Transparency among buyers and sellers can prevent the Google/Facebook duopoly and spur innovation.
Part 3 of a series on programmatic market transparency.
In part 1 of this series, we outlined the three conditions that we see as necessities for the programmatic marketplace to remain in balance for years to come.
In part 2, avoiding another RTB Unicorn, we discussed how improved transparency between buyer and seller will lead to a healthier and more sustainable marketplace for sellers. In part 3, we will cover how transparency will help both sides to use tech to better effect desired outcomes and fuel innovation.
Transparency facilitates and encourages balance in use of programmatic technology.
As programmatic technology has evolved, particularly with the early focus exclusively on audience acquisition, buyers — particularly performance buyers — were early adopters of technology and data-driven buying (and were generally successful). Sellers, meanwhile, felt they were getting screwed. Publishers ran for the hills as the buy side cherry-picked their inventory and left the rest for dead. Buyers had learned how to leverage this new technology and data and profited. No value was placed on content or who created the audience. The data-driven “profile/segment” was all that mattered to the buyer and these performance buyers were generally happy, particularly with the last click attribution. Publishers struggled to keep up because publisher technology lagged (due to lack of investment and an unwillingness for publishers to pay for technology). As a result, publishers lacked the ability to access and leverage their own trading data to assess the true value of their users. Publishers were scared because they “didn’t know” and the path ahead wasn’t well lit.
Sellers now have access to affordable tech to help them make the best use of their trading data for programmatic yield management. It’s in their best interest to use it and get back on equal footing. Tools to shed light on their exchange data to inform better decisioning, optimize pricing, and maximize deals with buyers are well within reach and relatively easy to use. So with the affordable tech problem out of the way, publishers have turned their attention to taking command of their trading data – this is the data about their commerce inside the exchanges as well as the trading data from other channels. Owning the analysis and interpretation of what story this data tells them each day is the new business of yield management and some publishers are getting very good at it.
Simultaneously, buyers are increasingly willing to pay higher CPMs for ‘higher’ quality inventory.
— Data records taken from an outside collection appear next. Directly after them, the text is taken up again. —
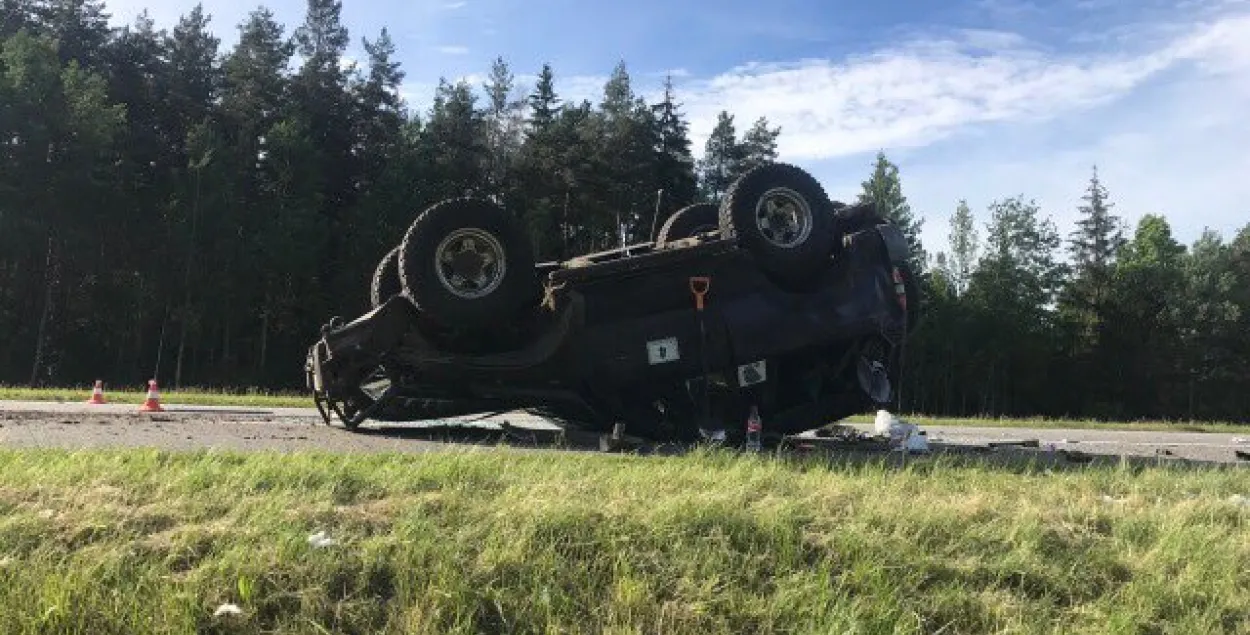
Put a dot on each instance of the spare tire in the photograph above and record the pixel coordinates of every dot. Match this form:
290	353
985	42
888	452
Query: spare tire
689	221
466	263
385	283
783	215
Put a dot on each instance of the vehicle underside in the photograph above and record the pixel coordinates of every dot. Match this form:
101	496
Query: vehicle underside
776	300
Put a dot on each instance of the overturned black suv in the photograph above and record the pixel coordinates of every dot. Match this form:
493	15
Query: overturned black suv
778	299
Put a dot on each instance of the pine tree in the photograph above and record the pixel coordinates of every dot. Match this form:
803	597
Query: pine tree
720	160
759	146
964	244
675	165
505	119
884	190
544	103
1094	246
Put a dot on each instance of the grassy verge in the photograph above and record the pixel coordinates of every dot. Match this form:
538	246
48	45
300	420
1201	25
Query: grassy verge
261	399
190	396
149	541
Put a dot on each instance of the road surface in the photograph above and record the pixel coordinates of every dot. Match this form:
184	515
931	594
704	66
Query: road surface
43	424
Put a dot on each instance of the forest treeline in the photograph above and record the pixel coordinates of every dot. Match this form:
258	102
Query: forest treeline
169	208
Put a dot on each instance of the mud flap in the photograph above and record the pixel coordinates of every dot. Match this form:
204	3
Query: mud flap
874	380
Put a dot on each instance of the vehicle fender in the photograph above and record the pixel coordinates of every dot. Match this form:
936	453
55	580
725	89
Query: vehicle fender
895	243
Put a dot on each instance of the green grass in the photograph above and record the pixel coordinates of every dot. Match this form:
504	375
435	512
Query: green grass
136	395
264	399
150	541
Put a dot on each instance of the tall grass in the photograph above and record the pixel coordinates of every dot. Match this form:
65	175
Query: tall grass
113	541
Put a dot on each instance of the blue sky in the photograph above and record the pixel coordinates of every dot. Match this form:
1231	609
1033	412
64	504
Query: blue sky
974	99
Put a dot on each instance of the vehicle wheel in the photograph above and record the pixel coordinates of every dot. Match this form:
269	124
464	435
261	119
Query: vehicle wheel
385	279
689	221
783	215
466	263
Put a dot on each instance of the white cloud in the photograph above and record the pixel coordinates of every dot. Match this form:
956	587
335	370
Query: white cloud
924	91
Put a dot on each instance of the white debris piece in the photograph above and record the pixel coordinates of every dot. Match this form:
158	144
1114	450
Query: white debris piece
226	609
901	434
320	540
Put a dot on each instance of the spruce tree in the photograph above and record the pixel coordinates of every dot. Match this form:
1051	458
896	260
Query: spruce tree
721	158
884	190
964	244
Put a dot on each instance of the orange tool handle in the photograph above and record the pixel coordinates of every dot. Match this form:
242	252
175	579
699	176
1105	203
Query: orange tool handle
700	285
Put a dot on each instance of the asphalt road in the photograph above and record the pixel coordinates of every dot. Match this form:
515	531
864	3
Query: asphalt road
40	424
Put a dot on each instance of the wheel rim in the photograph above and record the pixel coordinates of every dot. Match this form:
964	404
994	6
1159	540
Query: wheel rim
783	218
470	263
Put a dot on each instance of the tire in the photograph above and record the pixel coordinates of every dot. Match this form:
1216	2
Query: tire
385	283
795	244
689	221
471	228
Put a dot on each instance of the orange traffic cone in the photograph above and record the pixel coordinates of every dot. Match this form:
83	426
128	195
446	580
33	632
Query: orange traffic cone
153	403
96	394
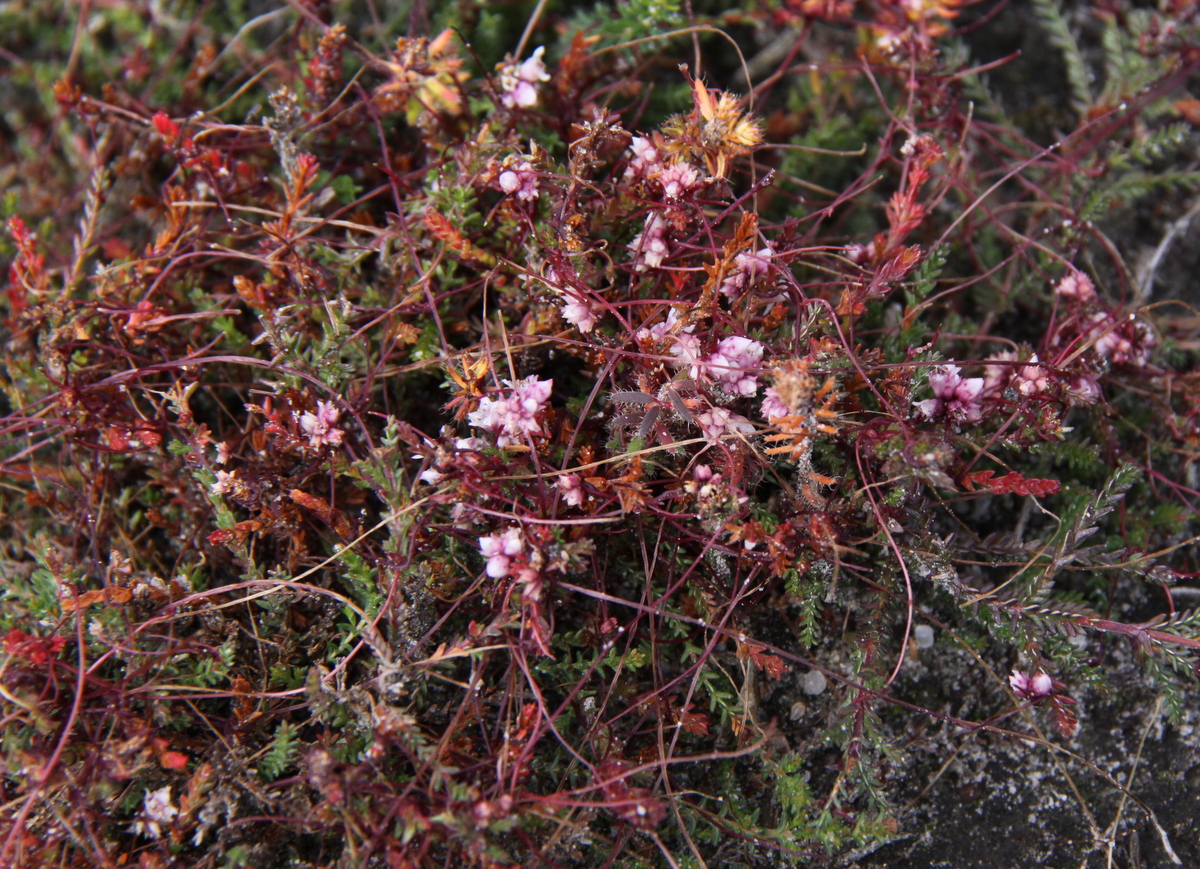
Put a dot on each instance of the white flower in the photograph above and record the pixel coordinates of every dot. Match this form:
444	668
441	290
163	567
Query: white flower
321	426
571	489
1031	687
747	269
736	364
579	313
646	159
1084	389
717	421
1077	286
515	414
519	81
521	181
651	245
677	179
954	395
156	808
225	481
773	407
1032	378
499	550
996	373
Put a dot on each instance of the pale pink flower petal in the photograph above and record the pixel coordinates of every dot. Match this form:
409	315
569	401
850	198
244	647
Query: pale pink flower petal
321	426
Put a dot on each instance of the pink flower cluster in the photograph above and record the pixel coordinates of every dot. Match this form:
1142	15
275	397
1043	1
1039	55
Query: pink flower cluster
955	396
717	420
1075	286
1126	341
773	407
747	269
516	414
735	365
499	550
646	159
520	180
322	426
571	489
579	312
678	179
1031	687
651	245
1032	378
519	82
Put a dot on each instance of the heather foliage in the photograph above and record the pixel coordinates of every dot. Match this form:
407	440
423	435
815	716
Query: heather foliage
463	438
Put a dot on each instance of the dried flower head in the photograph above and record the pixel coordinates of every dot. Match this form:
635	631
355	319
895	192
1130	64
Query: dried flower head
955	396
715	131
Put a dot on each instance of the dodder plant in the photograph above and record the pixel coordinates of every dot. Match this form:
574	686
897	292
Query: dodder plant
424	455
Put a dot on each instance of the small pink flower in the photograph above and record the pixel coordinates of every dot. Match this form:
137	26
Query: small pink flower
1123	342
571	489
646	159
955	396
997	373
678	179
1075	286
773	407
515	414
651	245
321	426
519	82
747	269
225	481
1031	687
687	352
579	313
499	550
520	180
736	364
156	809
1084	389
717	421
1032	378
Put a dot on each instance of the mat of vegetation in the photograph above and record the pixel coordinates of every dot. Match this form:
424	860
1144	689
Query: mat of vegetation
653	433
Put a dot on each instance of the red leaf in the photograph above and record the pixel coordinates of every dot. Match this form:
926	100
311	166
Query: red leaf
173	760
1012	483
166	126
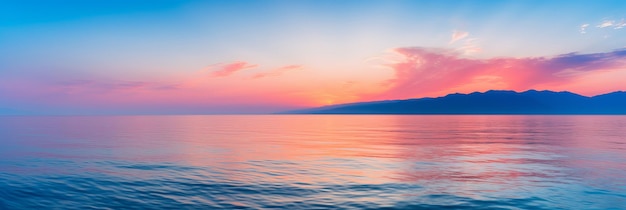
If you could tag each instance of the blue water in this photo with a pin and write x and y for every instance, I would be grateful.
(313, 162)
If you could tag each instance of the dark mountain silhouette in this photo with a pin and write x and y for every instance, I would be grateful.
(490, 102)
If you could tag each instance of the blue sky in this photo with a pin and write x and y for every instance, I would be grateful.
(335, 44)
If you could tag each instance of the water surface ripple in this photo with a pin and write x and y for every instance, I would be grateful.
(313, 162)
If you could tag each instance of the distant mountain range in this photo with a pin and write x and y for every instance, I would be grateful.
(490, 102)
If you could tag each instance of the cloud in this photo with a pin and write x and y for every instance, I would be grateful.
(612, 23)
(84, 85)
(423, 71)
(224, 70)
(583, 28)
(458, 35)
(620, 25)
(606, 23)
(277, 71)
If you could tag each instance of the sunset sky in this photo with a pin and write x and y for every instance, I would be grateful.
(196, 57)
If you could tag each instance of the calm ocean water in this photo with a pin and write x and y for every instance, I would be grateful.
(313, 162)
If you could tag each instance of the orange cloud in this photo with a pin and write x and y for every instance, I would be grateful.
(432, 71)
(231, 68)
(277, 71)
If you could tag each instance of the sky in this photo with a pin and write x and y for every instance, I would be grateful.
(243, 56)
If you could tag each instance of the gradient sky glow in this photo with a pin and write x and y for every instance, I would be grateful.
(193, 57)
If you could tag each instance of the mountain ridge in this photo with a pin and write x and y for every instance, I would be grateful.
(488, 102)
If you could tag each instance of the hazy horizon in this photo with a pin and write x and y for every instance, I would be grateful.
(165, 57)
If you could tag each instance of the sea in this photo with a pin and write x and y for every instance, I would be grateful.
(313, 162)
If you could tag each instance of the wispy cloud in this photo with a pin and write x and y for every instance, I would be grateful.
(583, 28)
(277, 72)
(425, 71)
(458, 35)
(224, 70)
(612, 24)
(606, 23)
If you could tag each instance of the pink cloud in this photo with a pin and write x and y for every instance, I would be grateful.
(229, 69)
(277, 71)
(431, 71)
(458, 35)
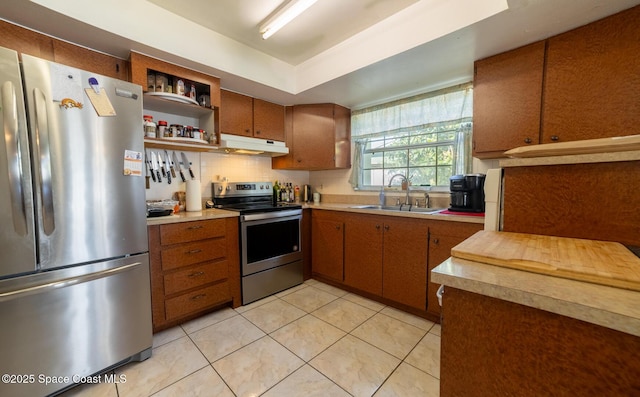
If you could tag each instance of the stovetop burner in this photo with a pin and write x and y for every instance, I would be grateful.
(247, 197)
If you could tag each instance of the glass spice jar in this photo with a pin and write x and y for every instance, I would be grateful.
(163, 131)
(149, 127)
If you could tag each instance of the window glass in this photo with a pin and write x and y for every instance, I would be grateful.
(426, 138)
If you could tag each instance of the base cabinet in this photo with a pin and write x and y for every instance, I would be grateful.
(442, 237)
(327, 246)
(405, 261)
(363, 249)
(385, 257)
(194, 268)
(491, 347)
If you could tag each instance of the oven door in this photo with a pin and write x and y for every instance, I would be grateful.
(270, 239)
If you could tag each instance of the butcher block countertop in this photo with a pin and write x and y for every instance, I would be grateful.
(593, 281)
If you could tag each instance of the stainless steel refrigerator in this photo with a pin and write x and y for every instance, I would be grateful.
(74, 269)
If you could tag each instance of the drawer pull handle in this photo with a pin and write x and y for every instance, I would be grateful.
(197, 297)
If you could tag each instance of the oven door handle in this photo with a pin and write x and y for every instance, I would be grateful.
(271, 215)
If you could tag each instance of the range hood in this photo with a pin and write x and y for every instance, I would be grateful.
(255, 146)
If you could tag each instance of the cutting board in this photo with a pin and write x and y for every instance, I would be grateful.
(600, 262)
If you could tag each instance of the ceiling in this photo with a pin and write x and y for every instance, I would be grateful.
(352, 52)
(324, 25)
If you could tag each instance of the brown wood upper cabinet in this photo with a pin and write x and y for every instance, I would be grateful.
(26, 41)
(592, 80)
(318, 137)
(507, 92)
(247, 116)
(582, 84)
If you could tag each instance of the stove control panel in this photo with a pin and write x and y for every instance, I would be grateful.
(242, 189)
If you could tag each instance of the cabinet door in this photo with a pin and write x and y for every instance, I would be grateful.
(592, 84)
(561, 200)
(313, 139)
(327, 252)
(82, 58)
(25, 41)
(268, 120)
(442, 237)
(363, 253)
(236, 113)
(405, 262)
(507, 94)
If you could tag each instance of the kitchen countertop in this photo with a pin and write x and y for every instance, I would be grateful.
(218, 213)
(406, 214)
(187, 216)
(610, 307)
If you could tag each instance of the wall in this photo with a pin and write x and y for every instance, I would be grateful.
(213, 167)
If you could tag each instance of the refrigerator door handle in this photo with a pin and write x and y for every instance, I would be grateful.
(44, 161)
(66, 282)
(9, 106)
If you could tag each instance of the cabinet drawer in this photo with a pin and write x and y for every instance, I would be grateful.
(191, 253)
(195, 276)
(191, 231)
(196, 300)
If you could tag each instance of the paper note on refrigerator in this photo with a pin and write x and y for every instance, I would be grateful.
(100, 102)
(132, 163)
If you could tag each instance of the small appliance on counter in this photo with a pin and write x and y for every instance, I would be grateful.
(467, 192)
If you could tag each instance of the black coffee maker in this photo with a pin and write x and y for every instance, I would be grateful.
(467, 193)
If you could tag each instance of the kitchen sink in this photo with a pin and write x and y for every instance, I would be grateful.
(403, 208)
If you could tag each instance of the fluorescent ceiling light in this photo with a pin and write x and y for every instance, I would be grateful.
(285, 15)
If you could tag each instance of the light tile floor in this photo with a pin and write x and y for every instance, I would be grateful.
(311, 340)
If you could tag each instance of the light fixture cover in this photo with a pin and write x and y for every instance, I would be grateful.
(284, 16)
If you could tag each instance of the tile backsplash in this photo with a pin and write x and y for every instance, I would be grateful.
(214, 167)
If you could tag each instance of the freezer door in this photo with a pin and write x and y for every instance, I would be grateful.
(90, 206)
(72, 323)
(17, 242)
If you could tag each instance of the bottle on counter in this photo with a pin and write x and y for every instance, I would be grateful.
(276, 193)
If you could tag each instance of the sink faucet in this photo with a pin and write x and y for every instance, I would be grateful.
(404, 178)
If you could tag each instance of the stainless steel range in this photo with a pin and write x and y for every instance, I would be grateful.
(270, 249)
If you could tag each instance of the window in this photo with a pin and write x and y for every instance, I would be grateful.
(426, 138)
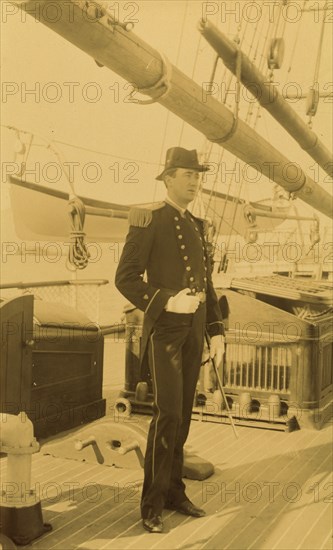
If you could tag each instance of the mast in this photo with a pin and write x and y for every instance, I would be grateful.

It is hoped that buyer recognition of value and publisher confidence in programmatic will deliver the dream of “the good stuff” getting placed into programmatic and continued market growth. Once publishers have ability to leverage their trading data from all their monetization channels and understand the value of their inventory– from exchanges to the app du jour — they will understand how to best value user attention and become more confident in the value they receive from programmatic channels. Without this understanding, publishers will struggle to keep up with monetization as buyers chase audiences across new apps, networks and sites. Today, the average seller has to manage yield across several display exchanges, a video exchange, a mobile exchange, maybe uses native content in the latest app or any number of other channels. If publishers can’t get a handle on how to best place and value inventory in this complex new reality, they will likely withhold quality inventory from programmatic channels and keep this inventory locked inside of insertion orders.
The lack of quality programmatic inventory is a serious buyer problem. The buy side has a strong preference to leverage these channels with their targeting and productivity efficiencies. The buy side is also very concerned that Google and Facebook have a duopoly on quality inventory and, as a result, pricing.
Now that the technology is here for both sides to leverage data across all of their respective buying or selling channels (remember the buy side also has similar fragmentation across a myriad of channel sources), the requisite information must flow between the two to make sure that each counter-party is delivering on its promise and reaching its objectives — and leveraging its respective technology tools across all of these highly trackable and sometimes ephemeral channels to manage ROI and yield. If this two-way transparency exists, buyers sellers, and even entrepreneurs, can continue to test out new things, scale them, and insure they serve their customers well.